Target date funds are an effective investment strategy that aids investors to fulfill their goals of financial planning. The investor estimates the year they would require withdrawing the money and picks the fund accordingly. For example, if a 25-year-old in 2021 wants to retire at the age of 60, they can pick a fund with the target date of 2056.
Investments ranging from equities to bonds to fixed income all form a part of these funds. Usually, fund managers do not opt for alternative investments when it comes to target-date funds.
How do they work?
Like all funds, target-date funds have a set objective for their investors. Based on their financial goals, the timeline and risk tolerance are determined, and the fund manager invests in various asset classes.

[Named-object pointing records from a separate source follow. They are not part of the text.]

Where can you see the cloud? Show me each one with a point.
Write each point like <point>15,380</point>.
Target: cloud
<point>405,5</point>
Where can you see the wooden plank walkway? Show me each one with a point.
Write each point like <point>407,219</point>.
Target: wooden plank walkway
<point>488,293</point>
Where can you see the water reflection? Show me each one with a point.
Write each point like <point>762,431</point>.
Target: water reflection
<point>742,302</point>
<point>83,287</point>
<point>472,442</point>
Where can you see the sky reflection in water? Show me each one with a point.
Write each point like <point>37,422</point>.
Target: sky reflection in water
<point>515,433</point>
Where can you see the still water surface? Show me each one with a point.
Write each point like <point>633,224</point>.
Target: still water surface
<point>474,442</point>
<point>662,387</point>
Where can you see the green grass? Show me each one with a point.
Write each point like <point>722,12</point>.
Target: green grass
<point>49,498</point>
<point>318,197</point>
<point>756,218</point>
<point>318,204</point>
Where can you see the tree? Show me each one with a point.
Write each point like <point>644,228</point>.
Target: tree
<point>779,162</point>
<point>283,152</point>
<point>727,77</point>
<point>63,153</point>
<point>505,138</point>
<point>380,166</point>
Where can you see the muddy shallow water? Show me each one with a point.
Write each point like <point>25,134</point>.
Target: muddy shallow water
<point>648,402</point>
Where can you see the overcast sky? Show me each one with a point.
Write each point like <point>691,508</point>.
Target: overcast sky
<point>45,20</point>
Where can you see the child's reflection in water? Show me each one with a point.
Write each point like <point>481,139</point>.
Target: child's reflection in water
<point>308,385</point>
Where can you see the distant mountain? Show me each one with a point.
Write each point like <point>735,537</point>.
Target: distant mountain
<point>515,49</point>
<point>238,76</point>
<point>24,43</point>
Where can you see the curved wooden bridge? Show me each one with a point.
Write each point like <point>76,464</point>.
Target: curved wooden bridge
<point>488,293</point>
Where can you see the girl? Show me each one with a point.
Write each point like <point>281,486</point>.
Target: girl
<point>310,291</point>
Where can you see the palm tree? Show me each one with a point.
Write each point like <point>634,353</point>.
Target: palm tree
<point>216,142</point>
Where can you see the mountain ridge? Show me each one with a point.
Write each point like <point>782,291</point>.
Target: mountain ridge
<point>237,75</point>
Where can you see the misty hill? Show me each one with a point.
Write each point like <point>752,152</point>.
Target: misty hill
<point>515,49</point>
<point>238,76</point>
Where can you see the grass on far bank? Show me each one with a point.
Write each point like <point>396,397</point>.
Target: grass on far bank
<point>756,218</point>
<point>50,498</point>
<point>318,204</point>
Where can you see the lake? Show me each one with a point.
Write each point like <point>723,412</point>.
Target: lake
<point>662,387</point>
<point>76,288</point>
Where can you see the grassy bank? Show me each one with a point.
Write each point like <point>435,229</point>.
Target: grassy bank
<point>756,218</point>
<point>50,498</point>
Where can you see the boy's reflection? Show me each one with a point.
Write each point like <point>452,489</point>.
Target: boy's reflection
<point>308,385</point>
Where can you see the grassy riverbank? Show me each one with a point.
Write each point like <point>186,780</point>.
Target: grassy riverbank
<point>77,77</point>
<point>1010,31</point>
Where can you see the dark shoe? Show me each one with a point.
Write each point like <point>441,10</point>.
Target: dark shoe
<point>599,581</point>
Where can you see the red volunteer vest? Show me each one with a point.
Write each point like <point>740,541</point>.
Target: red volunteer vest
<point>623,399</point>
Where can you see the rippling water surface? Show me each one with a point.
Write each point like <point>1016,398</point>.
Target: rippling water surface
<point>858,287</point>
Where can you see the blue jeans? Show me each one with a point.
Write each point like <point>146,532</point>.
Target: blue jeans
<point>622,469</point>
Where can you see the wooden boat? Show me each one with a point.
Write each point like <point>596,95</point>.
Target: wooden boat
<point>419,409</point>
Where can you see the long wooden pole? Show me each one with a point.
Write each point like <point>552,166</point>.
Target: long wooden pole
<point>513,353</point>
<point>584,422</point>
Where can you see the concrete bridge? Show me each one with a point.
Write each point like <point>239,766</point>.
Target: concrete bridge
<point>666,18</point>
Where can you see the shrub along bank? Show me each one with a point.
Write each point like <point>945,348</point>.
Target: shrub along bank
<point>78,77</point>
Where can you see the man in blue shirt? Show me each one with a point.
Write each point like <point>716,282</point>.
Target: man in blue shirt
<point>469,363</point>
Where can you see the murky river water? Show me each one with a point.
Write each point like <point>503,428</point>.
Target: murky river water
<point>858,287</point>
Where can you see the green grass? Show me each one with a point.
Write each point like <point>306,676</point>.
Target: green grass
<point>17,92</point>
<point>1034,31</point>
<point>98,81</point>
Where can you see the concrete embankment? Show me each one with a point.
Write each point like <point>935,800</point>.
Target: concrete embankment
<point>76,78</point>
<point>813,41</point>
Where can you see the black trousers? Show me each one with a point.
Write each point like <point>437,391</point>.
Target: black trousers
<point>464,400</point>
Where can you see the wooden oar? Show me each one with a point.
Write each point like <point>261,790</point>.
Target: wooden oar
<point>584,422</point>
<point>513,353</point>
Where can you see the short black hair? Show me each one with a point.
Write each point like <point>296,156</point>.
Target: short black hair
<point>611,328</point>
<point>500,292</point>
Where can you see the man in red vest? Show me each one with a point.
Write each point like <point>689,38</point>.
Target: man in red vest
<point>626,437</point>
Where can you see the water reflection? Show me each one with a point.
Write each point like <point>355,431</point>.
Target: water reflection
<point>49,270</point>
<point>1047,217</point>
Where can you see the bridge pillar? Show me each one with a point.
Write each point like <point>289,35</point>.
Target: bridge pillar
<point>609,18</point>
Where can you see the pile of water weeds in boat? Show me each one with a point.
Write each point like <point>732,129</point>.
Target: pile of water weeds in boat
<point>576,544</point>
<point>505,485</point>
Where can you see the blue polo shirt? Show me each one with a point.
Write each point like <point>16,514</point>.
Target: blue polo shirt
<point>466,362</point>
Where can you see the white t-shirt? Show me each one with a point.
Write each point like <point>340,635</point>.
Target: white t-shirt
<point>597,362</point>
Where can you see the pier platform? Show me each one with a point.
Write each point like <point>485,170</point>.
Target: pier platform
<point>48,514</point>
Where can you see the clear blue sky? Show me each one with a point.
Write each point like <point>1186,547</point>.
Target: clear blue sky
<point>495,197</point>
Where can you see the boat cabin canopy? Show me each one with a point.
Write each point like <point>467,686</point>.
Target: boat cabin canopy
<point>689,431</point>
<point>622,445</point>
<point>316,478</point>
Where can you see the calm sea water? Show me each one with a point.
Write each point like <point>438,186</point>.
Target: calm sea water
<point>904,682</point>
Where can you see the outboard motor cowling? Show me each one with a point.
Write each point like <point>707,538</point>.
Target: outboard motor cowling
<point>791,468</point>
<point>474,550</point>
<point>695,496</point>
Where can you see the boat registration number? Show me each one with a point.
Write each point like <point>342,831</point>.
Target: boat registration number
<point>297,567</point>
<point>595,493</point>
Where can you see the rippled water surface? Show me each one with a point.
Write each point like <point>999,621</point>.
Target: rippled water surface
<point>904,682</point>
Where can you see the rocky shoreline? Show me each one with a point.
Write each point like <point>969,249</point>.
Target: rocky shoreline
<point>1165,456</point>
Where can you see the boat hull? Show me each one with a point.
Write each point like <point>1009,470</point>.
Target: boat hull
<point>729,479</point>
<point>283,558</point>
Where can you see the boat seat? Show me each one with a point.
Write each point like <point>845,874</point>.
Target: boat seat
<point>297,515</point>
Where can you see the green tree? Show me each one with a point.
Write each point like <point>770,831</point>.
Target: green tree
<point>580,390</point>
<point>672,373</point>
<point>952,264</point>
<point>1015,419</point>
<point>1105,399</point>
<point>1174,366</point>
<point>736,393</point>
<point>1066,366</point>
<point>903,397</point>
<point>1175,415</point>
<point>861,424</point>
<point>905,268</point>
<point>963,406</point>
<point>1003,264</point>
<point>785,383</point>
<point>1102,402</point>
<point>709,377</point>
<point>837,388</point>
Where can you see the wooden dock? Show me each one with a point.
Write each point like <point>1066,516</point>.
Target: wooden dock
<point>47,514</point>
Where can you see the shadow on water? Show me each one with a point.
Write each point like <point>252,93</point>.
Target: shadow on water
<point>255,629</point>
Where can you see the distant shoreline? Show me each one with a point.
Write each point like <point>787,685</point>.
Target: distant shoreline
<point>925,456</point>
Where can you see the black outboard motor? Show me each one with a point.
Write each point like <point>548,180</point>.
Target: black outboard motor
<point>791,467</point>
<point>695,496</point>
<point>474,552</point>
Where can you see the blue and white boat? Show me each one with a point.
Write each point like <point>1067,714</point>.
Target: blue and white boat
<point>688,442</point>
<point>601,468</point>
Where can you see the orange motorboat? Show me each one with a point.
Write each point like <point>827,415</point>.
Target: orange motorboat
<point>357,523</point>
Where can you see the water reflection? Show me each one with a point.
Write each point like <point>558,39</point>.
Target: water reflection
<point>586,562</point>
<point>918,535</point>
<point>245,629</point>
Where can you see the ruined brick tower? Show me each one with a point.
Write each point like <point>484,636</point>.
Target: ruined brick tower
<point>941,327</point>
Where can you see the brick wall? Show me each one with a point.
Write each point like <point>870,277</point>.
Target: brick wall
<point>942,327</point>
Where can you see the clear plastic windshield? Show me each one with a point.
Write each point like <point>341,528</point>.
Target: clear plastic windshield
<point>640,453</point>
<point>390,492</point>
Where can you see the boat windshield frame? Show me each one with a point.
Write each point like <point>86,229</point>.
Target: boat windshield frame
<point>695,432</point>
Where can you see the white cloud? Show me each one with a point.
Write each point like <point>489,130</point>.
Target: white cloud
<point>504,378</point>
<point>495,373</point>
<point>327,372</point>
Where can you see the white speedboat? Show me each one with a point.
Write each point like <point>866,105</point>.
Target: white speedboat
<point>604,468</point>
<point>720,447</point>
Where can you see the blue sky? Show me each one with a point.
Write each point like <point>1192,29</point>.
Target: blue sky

These funds are rebalanced regularly. The closer the fund approaches the target date, the less risk the portfolio takes on. The portfolio is rebalanced and shifts from riskier investments like shares towards a more conservative portfolio to minimize risk closer to maturity. Typically, restructuring takes place annually.
Who should opt for target-date funds?
Anyone who has an idea of when they require a considerable sum for a specified purpose should opt for a target-date fund. An investor’s personal financial goals are the critical determinant of this decision.
A glidepath is the investment roadmap that represents the asset allocation for the fund. This keeps changing depending upon the restructuring of the asset mix. In the beginning, the fund has a higher proportion of stocks compared to fixed income, which changes as the fund approaches the target date. This representation of the mix of investments is captured in the glidepath. The investor can get an idea of the average risk in their investment by observing the glidepath.
1. Target date funds reduce the stress of financial planning. Investors generally pick a target-date fund and then leave their investments on autopilot.
2. These funds need not be monitored every minute, unlike short-term investments.
3. Owing to the long-term nature, target-date funds reduce the risk of regular market turbulence through diversification.
1. The fees for such funds tend to be on the higher side. This is because owing to the fund-of-funds nature of the investment; you have to incur the expenses of obtaining the underlying assets, as well as a separate fee for the fund manager on top of that.
2. While these funds are less riskier than some other forms of investments, they are still not entirely risk-free. There is no guarantee that investment in a long-term target-date fund will ensure the fulfillment of your financial goals.
3. No one’s financial goals are static, especially in today’s dynamic world. It is not easy to change some of the terms and conditions of these funds according to any changes in your financial goals.
Picking the right fund
It is tough to pick just the right fund for the fulfillment of long-term goals. There are a few things to consider, however, which can make this process easier:
Picking the target date: Funds are typically named after their target date (e.g., American Funds 2030 Target Date Retire Fund, Vanguard Target Retirement 2025 Fund, and State Street Target Retirement 2060 Fund). Estimating the year you might want to retire in case of retirement planning will aid in picking the best fund.
Risk Assessment: It is best to know your risk tolerance beforehand while deciding on a fund for long-term investment.
Check the expenses: Compare your options while considering the fees and other hidden expenses that you may have to make.
Keep track of the asset allocation: Ensure that the asset allocation aligns with your long-term goals.
Monitor the glidepath: Ensure that the glidepath at every stage is at a level comfortable for your personal investment goals, maintaining a balance between risk and return.
Best Target-Date Funds
Despite being among the top five growing economies, the concept of target-date funds in India is not very popular. Recently, target-date debt funds have started growing, such as Edelweiss Nifty PSU Bond Plus SDL Index Fund-2026, IDFC Gilt Index Funds, and Nippon India ETF Nifty SDL-2026. While these funds are medium-term, they are ideal for any planned expenses post five years.
The closest substitute for investors planning their retirement is the National Pension System (NPS). For financial planning purposes, investors generally opt for long-term funds that follow a concept similar to target-date funds.